The nano brewery attracts more of a graduate student crowd, that’s likely less loud and “shiesty” than those at the downtown venue, Philipp said. He learned about the venue through friends and fellow Dungeons & Dragons players. If he was still drinking, it’s the kind of place he’d hang out at.
Bartender Jacob Reese said Aistear is “stepping up” its offerings, adding a trivia night and art sales, and now the comedy show.
[RELATED: Aistear Brewing, inspired by fantasy, confronts realities of pandemic]
The show’s hours are more suited to working folks, like Philipp, who must get up in the morning and report to a job. “I’m getting my shit together at 30,” he admits.
Philipp grew up in Cleveland. “Mark Philipp” is his stage name to keep his comedy work separate from his work life.
He came to Bowling Green to study at BGSU. “My big problem when I started going to school was I started smoking weed and I smoked way too much, and I started drinking and drank way too much. I have vague memories of going to readings at Prout Chapel, and that’s about it. … That’s why it took me so long to get my shit together.”

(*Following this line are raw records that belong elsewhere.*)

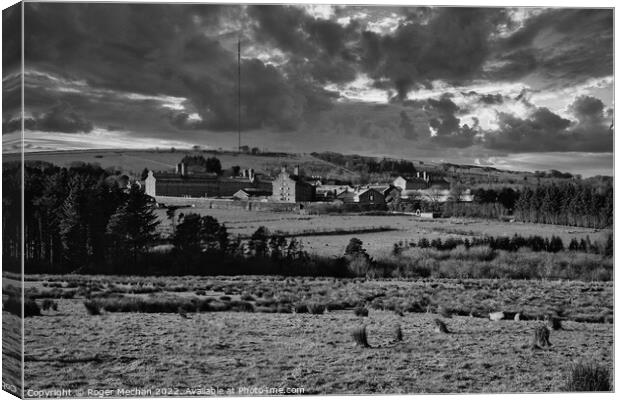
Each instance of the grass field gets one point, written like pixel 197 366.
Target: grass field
pixel 250 349
pixel 402 228
pixel 134 161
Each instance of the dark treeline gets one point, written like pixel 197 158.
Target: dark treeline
pixel 575 204
pixel 82 218
pixel 535 243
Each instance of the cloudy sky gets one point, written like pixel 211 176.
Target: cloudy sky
pixel 522 88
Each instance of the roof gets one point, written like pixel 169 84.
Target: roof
pixel 254 192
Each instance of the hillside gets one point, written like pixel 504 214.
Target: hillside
pixel 134 161
pixel 328 165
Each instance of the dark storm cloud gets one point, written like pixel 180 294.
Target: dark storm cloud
pixel 547 131
pixel 163 49
pixel 62 118
pixel 443 119
pixel 564 45
pixel 452 46
pixel 11 38
pixel 316 47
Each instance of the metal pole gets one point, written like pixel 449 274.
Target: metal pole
pixel 239 92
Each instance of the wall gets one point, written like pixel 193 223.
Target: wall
pixel 227 204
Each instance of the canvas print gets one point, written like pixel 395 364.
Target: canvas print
pixel 231 200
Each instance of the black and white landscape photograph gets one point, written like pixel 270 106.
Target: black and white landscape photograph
pixel 204 199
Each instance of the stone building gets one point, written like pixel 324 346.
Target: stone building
pixel 291 188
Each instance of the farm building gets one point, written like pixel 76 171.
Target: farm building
pixel 291 188
pixel 252 194
pixel 389 192
pixel 199 184
pixel 362 196
pixel 330 192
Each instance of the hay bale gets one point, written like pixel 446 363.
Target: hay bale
pixel 497 316
pixel 440 326
pixel 541 338
pixel 398 333
pixel 444 312
pixel 555 323
pixel 361 311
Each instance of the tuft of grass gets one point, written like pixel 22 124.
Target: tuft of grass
pixel 588 377
pixel 361 311
pixel 14 306
pixel 360 336
pixel 316 308
pixel 49 305
pixel 92 307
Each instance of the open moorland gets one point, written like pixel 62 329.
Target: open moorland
pixel 196 332
pixel 329 234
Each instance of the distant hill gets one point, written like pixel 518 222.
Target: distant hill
pixel 329 165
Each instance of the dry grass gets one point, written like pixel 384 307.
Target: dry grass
pixel 360 336
pixel 588 376
pixel 303 350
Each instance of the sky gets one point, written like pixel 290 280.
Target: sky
pixel 515 88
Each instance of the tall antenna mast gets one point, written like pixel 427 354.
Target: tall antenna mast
pixel 239 91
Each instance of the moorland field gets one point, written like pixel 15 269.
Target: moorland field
pixel 201 325
pixel 189 332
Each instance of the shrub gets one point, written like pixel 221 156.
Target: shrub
pixel 588 377
pixel 361 311
pixel 92 307
pixel 360 337
pixel 247 297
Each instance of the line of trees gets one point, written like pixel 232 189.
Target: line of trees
pixel 514 243
pixel 575 204
pixel 78 218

He started doing comedy at Grumpy Dave’s. “ I liked the kind of attention it was getting me. I like the kind of validation I was getting from it.”
Then everything crashed. He continued as a comedian. “My therapist told me I needed an outlet. I found a way to kind of synthesize that and make It OK and not make it feel preachy and like I was using the stage as a therapist chair. Now every joke I write I have to run it by my shrink before I put it on stage,” Philipp said. “He signs off on most of them.”
Comedy, for him, is communal therapy with a laugh track.
“There’s importance of having local people telling shit to local people. I think when you have a tiny intimate stage the ripple effect that has is really profound,” he said. Then added “that’s also the kind of thing somebody who isn’t successful would say.”
Still, Philipp said, “there’s something about when I’m this close to somebody and doing skits and they’re making that direct eye contact with you, and you have a real moment of communication. That’s an important thing and it’s done better in settings like this than on big stages. I’ve been on big stages, and it sucks.”
Philipp said the show will showcase “a big variety of people with different kinds of sickness, which sounds like I’m making a goof but also that’s what it is when you get people up there because they want attention for some reason or another, and they all have different motivations.”
And, he said, even if “they’re up there telling jokes that are borderline sociopathic, they’re going to have potentially positive effect. You bring in a variety of these people and one of them might be able to speak to one person.”
None of them is “going to hurt people, at least not more than average,” Philipp said.
All this reminds bartender Reese of the conversations he regularly has with customers.
“Nobody is going to be in danger,” Philipp said, “but there will be a lot of healing in these rooms as we say in A.A.”